Hadist dari Nabi Muhammad SAW juga menguatkan kepercayaan ini. Beliau bersabda, "Perkara yang paling menakjubkan bagi orang-orang beriman adalah urusannya selalu baik. Hal itu hanya dialami oleh orang yang beriman: Jika mendapat kebaikan, dia bersyukur, dan jadinya hal itu menjadi baik baginya. Jika mendapat kesusahan, dia sabar, dan jadinya hal itu baik baginya." (HR Muslim)
Dari hadist ini, kita dapat mengambil pelajaran bahwa prasangka baik kepada Allah akan mengubah persepsi kita terhadap kesusahan yang kita alami. Jika kita meyakini bahwa segala ketetapan yang Allah berikan adalah yang terbaik, maka kita akan merasa tenang dan yakin bahwa di balik segala kesulitan itu terdapat hikmah yang besar.
Selain itu, banyak ulama besar yang juga mengajarkan pentingnya berprasangka baik kepada Allah dalam menghadapi kesulitan. Imam Ghazali berkata, "Hendaklah engkau berprasangka baik kepada Allah. Karena sesungguhnya Dia yang Maha Mengasihi hamba-hambanya. Terhindar dari segala kejelekan. Terhindar dari menimpakan beban yang tidak mampu kita pikul."
Kata-kata yang bijak ini mengingatkan kita bahwa Allah selalu menyertai hamba-Nya, dan Dia tidak akan membebani kita dengan beban yang melebihi batas kemampuan kita. Maka, berprasangka baik terhadap-Nya adalah kunci untuk tetap tegar dalam menghadapi cobaan hidup.

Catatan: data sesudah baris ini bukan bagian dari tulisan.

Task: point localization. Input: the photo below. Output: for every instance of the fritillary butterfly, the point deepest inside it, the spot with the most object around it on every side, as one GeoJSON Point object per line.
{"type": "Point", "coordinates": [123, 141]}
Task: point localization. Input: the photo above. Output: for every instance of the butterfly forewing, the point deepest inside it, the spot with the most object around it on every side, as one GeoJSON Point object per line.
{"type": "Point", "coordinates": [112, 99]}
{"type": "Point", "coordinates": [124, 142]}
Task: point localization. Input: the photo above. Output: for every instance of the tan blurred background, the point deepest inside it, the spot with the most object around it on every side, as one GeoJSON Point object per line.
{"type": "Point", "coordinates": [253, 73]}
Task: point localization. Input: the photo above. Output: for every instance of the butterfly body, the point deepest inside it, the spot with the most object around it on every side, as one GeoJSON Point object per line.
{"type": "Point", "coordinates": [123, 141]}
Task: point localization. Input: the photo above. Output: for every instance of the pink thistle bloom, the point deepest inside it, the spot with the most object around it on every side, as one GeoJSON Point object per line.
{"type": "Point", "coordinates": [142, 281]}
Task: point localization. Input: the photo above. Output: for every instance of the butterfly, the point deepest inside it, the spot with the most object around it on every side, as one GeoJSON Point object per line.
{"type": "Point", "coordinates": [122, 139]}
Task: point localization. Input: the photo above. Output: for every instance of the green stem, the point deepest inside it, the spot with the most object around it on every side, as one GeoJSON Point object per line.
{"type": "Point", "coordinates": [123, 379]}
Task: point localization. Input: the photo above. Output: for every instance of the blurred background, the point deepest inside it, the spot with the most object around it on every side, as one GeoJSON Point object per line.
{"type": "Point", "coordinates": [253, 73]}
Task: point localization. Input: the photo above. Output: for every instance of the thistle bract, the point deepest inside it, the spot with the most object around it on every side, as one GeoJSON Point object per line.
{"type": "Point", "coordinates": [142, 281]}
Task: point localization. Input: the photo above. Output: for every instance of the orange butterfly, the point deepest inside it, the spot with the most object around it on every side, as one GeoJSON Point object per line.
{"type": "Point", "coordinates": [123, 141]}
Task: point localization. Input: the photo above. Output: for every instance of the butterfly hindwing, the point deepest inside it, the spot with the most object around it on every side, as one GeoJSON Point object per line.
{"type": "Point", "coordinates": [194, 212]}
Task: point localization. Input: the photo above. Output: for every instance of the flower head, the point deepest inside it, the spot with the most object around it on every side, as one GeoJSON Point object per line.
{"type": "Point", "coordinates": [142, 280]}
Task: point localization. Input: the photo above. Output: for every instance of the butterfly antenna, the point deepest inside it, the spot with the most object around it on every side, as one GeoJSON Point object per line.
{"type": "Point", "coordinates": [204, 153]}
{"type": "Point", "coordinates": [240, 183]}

Penelitian juga membuktikan bahwa berprasangka baik kepada Allah dapat memengaruhi sikap dan kesehatan mental kita. Sebuah penelitian oleh Christopher M. Peterson dan Martin E. P. Seligman pada 2004 menemukan bahwa orang-orang yang memiliki kepercayaan religius yang kuat dan berprasangka baik kepada Tuhan lebih mampu mengatasi depresi dan mengembangkan resiliensi dalam menghadapi kesulitan hidup.
Dalam sebuah contoh konkrit, kita dapat mengambil kisah Nabi Yusuf AS sebagai inspirasi. Nabi Yusuf mengalami banyak kesulitan dalam hidupnya, seperti dikhianati oleh saudara-saudaranya, dijual sebagai budak, dipenjara, dan sebagainya. Namun, dia tetap bertahan dengan penuh keyakinan kepada Allah dan berprasangka baik kepada-Nya.
Keadaan Nabi Yusuf berubah ketika dia mampu menjaga prasangka baik dan tawakal kepada Allah. Dialah yang akhirnya menjadi pemimpin di Mesir dan mampu menyelamatkan bangsa tersebut dari kelaparan. Kisah ini mengingatkan kita untuk tetap menjaga prasangka baik bagi Allah, bahkan di tengah kesulitan terbesar sekalipun.
Karena itu, marilah kita tetap berprasangka baik kepada Allah. Hidup adalah perjalanan penuh cobaan, tapi ketika kita meyakini bahwa takdir Allah adalah yang terbaik, kita akan menemukan ketenangan dan kebahagiaan yang sesungguhnya. Dengan berprasangka baik, kita akan mampu melihat hikmah dan pelajaran dalam setiap kesulitan yang kita hadapi.
Jadilah seperti Nabi Yusuf yang mampu membalikkan nasibnya melalui kepercayaan dan prasangka baik kepada Allah. Allah SWT adalah Penguasa alam semesta yang Maha Mengetahui segala sesuatu, dan Dia tahu apa yang terbaik untuk setiap hamba-Nya. Kepada-Nya-lah kita harus berserah diri, meyakini takdir-Nya, dan menjaga prasangka baik kepada-Nya, karena hanya Dia yang mengetahui hikmah di balik setiap kejadian yang terjadi dalam hidup kita.